Pentecostal funeral service
At Co-op Funeral Directors, we have experience of organising Pentecostal funeral services and can assist with arranging a personal service to celebrate the life of your loved one. Please contact a member of our team who are on hand to provide support and advice.
Below is some further information on Pentecostal funeral traditions.
Pentecostal beliefs on death
Pentecostalism is a segment of Christianity which grew out of evangelical Christianity. It is culturally and racially very diverse in nature and, as it comprises over 700 distinct denominations, funeral services can vary widely.
Pentecostals believe in Heaven and Hell and that souls exist eternally.

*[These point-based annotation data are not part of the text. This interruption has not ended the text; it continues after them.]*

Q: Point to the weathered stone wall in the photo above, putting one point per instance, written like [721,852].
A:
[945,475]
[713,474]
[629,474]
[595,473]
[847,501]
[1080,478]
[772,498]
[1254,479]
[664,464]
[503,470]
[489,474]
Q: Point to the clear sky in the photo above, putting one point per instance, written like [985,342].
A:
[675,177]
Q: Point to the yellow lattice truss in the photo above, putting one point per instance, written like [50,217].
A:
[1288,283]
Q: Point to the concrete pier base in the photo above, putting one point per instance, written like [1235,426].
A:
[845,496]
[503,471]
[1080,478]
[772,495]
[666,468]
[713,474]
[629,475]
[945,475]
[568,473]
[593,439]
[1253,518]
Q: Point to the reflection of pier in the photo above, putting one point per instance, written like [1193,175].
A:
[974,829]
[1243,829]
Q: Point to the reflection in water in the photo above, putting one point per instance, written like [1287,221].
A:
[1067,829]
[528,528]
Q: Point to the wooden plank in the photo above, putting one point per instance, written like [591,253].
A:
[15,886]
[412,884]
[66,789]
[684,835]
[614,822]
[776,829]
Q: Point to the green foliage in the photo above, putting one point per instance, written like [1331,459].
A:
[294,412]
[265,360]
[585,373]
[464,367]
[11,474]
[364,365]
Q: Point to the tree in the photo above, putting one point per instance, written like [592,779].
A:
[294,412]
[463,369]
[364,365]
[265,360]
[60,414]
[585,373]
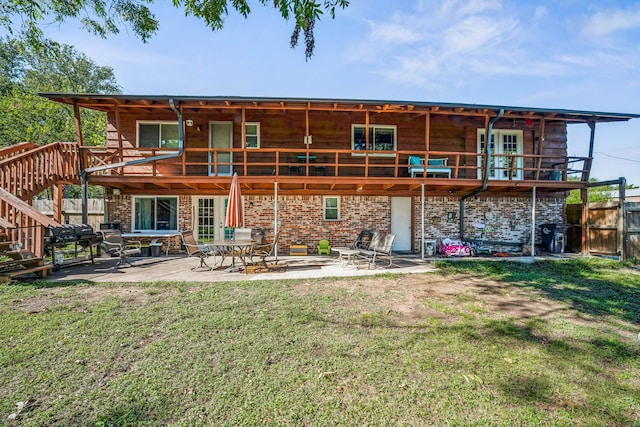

Pentecostal funeral venue & rituals
Pentecostal funeral customs are very similar to those of Protestant Christianity with flowers and donations being common place.
The funeral wishes of the deceased are carried out, with family members also making suggestions regarding choice of Bible readings and hymns.
Pentecostal funeral services are led by a Church Minister and the ceremony is more animated and vivacious than that of a Protestant service. Typically, the minister will give condolences to the family of the deceased, deliver a sermon and conclude with the Lord’s Prayer.
Embalming is a regular practice, as many families request for the casket to be left open in the church, so the congregation can say their goodbyes and view the body.
Cremation is permitted but, in many cases, Pentecostals will be buried at a local cemetery with a committal from the Church Minister. Family members may participate in the back-filling of the earth after the coffin has been lowered into the ground.
A large reception usually follows and during this time friends and family share stories and fond memories of the deceased.
An increasing trend in the Pentecostal church is for mourners to wear white to funerals as a celebration of the deceased entering heaven or to symbolise the resurrection of the body.
However, many Penecostal churches don’t have a strict dress-code so mourners may prefer to wear brightly coloured or dark sombre clothes – it is best to check before attending.